You have to consider how much it costs to meet with your customers, help guide them through the process and assist them with finding the information they need about certain products.  Though sales people will never go away and the B2B buying experience is a hybrid one that requires digital enablement and traditional channels, giving your customers the ability to self-serve is one of the most valuable aspects of deploying a B2B eCommerce solution.

Empower your Team to Deliver More Value to Your Customers

How can sales people be efficient and help drive new sales if they are spending all their time chasing down order status, quotes and trying to find out the status of shipments? Giving your customer the ability to self-serve for mundane tasks like these frees up your sales people to perform higher value services.

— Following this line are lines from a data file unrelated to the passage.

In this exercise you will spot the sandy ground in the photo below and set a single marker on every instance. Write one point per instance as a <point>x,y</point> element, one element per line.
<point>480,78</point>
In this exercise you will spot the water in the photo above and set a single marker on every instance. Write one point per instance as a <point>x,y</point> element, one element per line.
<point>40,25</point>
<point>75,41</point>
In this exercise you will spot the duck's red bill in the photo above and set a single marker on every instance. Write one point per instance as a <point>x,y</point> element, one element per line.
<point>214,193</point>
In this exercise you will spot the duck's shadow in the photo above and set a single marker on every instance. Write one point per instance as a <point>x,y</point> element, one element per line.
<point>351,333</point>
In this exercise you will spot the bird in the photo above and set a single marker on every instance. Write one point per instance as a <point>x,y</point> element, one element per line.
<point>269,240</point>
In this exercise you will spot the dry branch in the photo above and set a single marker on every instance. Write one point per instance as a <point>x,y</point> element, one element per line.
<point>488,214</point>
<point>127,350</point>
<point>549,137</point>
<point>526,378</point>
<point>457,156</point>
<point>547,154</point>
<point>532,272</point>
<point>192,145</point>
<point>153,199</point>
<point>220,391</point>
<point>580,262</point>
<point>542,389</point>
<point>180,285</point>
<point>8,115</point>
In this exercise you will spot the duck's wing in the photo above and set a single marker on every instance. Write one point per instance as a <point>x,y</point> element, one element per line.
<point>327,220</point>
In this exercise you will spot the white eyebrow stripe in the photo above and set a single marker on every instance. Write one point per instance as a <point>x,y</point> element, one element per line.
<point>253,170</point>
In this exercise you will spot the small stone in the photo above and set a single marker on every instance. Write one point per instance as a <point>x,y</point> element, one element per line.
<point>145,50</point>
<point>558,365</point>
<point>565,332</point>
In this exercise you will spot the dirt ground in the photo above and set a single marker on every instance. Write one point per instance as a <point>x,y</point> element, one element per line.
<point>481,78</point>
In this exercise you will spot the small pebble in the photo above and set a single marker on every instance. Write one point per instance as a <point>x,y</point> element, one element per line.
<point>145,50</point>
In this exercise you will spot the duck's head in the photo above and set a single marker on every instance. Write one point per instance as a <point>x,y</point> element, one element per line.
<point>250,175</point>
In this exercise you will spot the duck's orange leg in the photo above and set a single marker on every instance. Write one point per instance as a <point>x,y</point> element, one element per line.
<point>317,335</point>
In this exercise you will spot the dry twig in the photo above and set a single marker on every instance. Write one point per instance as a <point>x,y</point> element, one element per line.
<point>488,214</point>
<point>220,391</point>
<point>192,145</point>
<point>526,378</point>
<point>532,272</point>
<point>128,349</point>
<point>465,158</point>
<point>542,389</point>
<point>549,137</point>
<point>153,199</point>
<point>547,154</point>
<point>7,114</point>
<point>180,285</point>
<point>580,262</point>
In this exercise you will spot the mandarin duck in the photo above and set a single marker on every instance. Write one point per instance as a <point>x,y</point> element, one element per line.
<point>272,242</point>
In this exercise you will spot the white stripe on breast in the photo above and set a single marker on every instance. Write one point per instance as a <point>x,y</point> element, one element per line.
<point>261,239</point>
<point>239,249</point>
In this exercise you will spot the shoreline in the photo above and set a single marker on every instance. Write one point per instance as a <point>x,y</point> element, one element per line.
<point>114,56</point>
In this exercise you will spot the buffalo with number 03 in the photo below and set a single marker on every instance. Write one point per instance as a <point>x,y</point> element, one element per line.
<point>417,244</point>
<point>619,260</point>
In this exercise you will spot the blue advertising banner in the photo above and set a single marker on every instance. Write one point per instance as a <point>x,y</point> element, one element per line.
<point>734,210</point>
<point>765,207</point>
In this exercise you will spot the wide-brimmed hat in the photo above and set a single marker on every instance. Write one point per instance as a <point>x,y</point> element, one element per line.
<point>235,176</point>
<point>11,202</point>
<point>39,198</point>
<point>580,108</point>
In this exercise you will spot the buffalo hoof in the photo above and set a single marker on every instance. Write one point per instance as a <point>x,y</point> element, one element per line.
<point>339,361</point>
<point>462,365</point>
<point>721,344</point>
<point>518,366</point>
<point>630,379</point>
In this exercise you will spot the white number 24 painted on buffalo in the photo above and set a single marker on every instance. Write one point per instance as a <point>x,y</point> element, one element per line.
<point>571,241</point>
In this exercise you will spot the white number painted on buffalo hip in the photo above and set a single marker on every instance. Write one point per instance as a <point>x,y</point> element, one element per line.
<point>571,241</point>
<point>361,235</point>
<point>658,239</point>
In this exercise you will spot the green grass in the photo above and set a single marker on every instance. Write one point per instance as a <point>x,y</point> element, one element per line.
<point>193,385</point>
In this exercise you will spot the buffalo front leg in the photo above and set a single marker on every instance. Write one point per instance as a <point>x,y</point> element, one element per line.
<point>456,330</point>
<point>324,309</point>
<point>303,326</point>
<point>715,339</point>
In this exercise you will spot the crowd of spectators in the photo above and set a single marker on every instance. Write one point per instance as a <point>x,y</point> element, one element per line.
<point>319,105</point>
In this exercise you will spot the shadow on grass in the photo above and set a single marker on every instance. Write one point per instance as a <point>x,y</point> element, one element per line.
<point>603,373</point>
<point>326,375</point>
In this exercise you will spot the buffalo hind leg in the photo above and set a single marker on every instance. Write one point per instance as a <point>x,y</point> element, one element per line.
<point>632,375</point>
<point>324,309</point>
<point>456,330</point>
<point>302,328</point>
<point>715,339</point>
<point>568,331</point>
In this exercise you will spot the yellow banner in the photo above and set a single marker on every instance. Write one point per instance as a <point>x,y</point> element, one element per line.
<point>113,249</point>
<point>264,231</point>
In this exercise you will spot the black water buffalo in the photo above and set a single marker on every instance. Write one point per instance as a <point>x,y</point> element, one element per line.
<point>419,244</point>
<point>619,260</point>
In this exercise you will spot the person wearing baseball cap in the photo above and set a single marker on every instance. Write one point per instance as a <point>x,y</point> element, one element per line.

Additionally, in B2B it’s not uncommon for about 80% of your business to come from 20% of your customers. While every customer is important, you want to give those large, strategic key customers personalized experiences. You don’t want your sales people to get bogged down by small but noisy customers.

B2B eCommerce done right gives those smaller, noisy customers access to their information on their own so you can focus on increasing what you sell to your larger customers.

Get a Comprehensive View of Customer Information

The challenge with B2B – and this is where many eCommerce vendors miss the mark – is that not everything is happening online. Unlike its B2C cousin, B2B commerce happens online and offline. Many eCommerce vendors who got their start in B2C eCommerce don’t realize the complexity of B2B. B2C platforms often give you the online snapshot but fail to give you a good view of what is occurring offline.

Insite goes beyond what’s happening online. InsiteCommerce® for example, integrates with your ERP and other backend office systems to call upon the data that already exists. A lot of offline orders are retained in the ERP. Ease of integration allows you to not only see orders placed online, but orders placed through traditional channels like CSRs, email or fax.

Ultimately lowering the costs to serve your customers is about making it easier for your customers to do business with you and making the buying process more efficient for them. It’s about giving your customers the ability to buy the way they want to buy and engage the way they want to engage. These business transformations are all possible with eCommerce built for the complexities and intricacies of B2B.